Do accentuate the positive in personal ads. If you take the plunge via the classifieds or cyberspace, be candid about your status and endowment. If you must reduce yourself to a 35-word count in newsprint, including the attractive graphic “HIV+” separates the men from the boys among your respondents.
Don’t expect a man to change. If you’re HIV positive, you know that some things last forever, and this is particularly true of ingrained behavior in the male of the species. If he is chronically neat, habitually tardy, hates French food (your favorite) and disco (you cha-cha every night), but loves you to death, consider yourself lucky. He may be unusual, but view that as a bonus in this age of cookie-cutter nipple-ponies. On the other hand, if he flirts with others in front of you, exhibits violent behavior and is even a bigger slut than you are, then you’re obviously embroiled with a typical alpha male who will only bring tears and destruction to your life, and unless you are seriously codependent you will dump him pronto.
Don’t get sloppy about your looks -- activist chic is so ’87. Sure, you might feel that there are more important things in life than a weekly manicure, but don’t forget how pretty it makes you feel. And remember, KS is such a good excuse for finally trying that heavier foundation.
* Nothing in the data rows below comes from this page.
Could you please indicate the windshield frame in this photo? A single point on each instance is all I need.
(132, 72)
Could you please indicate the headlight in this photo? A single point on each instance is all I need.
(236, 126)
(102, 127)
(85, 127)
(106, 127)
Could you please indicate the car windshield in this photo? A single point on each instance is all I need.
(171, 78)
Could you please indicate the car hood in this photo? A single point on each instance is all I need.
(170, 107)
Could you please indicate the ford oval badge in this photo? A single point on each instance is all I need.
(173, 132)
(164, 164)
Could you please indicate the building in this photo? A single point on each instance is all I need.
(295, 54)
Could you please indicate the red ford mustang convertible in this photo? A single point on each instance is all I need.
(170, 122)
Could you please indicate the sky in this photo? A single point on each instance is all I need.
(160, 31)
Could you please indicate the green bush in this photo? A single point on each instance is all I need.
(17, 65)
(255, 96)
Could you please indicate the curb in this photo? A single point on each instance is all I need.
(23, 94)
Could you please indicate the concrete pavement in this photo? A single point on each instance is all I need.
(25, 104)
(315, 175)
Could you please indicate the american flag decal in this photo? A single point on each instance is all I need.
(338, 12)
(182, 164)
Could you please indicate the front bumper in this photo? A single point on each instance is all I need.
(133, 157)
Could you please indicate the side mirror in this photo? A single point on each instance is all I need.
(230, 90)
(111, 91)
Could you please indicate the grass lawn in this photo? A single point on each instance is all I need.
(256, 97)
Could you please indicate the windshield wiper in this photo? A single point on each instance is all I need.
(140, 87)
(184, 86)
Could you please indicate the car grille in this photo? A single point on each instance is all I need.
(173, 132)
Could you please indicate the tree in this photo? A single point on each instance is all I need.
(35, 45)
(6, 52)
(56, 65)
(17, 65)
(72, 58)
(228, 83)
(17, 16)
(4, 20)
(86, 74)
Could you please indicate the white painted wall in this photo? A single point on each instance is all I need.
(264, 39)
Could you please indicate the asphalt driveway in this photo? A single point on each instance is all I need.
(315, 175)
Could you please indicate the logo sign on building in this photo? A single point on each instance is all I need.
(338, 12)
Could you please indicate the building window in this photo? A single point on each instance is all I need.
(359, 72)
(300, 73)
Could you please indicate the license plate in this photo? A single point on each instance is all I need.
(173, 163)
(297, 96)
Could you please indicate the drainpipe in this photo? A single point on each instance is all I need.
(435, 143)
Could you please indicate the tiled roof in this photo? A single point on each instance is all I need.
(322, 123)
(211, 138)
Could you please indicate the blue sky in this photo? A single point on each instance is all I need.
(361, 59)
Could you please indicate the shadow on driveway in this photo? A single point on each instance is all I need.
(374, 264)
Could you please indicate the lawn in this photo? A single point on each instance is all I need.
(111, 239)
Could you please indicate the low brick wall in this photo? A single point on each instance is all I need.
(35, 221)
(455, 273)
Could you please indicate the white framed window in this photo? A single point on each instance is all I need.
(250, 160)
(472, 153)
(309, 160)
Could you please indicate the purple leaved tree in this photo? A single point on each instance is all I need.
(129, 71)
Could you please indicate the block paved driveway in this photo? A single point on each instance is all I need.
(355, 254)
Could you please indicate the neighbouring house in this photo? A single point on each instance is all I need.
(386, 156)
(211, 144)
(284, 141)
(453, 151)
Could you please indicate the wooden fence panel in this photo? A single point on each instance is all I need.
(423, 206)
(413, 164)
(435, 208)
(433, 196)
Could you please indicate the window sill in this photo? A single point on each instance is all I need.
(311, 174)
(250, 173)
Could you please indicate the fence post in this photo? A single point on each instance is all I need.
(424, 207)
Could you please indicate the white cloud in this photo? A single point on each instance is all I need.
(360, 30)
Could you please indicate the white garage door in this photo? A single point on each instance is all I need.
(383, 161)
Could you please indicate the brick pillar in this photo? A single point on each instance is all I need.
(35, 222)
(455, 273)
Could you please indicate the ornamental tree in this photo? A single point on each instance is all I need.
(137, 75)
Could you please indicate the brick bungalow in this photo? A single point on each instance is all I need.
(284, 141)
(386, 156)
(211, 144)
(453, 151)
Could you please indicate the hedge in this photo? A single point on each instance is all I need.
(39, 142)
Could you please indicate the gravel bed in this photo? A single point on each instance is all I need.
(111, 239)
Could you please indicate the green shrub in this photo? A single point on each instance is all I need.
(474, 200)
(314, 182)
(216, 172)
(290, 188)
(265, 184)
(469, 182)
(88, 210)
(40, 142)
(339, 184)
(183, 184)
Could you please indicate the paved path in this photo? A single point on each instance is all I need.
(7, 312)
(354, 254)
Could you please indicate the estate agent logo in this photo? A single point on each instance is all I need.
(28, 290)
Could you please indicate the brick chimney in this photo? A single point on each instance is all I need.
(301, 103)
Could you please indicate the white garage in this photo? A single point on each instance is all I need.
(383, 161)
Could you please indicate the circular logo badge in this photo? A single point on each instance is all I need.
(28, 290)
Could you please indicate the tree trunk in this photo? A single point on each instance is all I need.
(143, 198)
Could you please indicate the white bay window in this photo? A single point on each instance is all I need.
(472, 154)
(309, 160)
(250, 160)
But the reverse can be tiresome too: Don’t go berserk at the gym with steroids and all. Not only do they give you horrendous back acne and interact wretchedly in your liver with all your other pills, but the gym bunny is so ubiquitous that any Rules PWA with charm will seek out other avenues of attractiveness.
When he asks you out, silently count to 10 before saying yes. It has the potential to make him worry that dementia might have set in, but Rules PWAs are never desperate, even if we feel like death warmed over.
Remember that No. 1 in your life is you. You will always be attractive and the most desirable PWA in the room if you love yourself and take pride in who you are. So no matter where you are on this road, be fabulously positive about everything (including your bitchy side) and the men will come crawling to you.
Last but not least, one more hint ...
When in doubt, break all rules, take a real risk and love living the single life.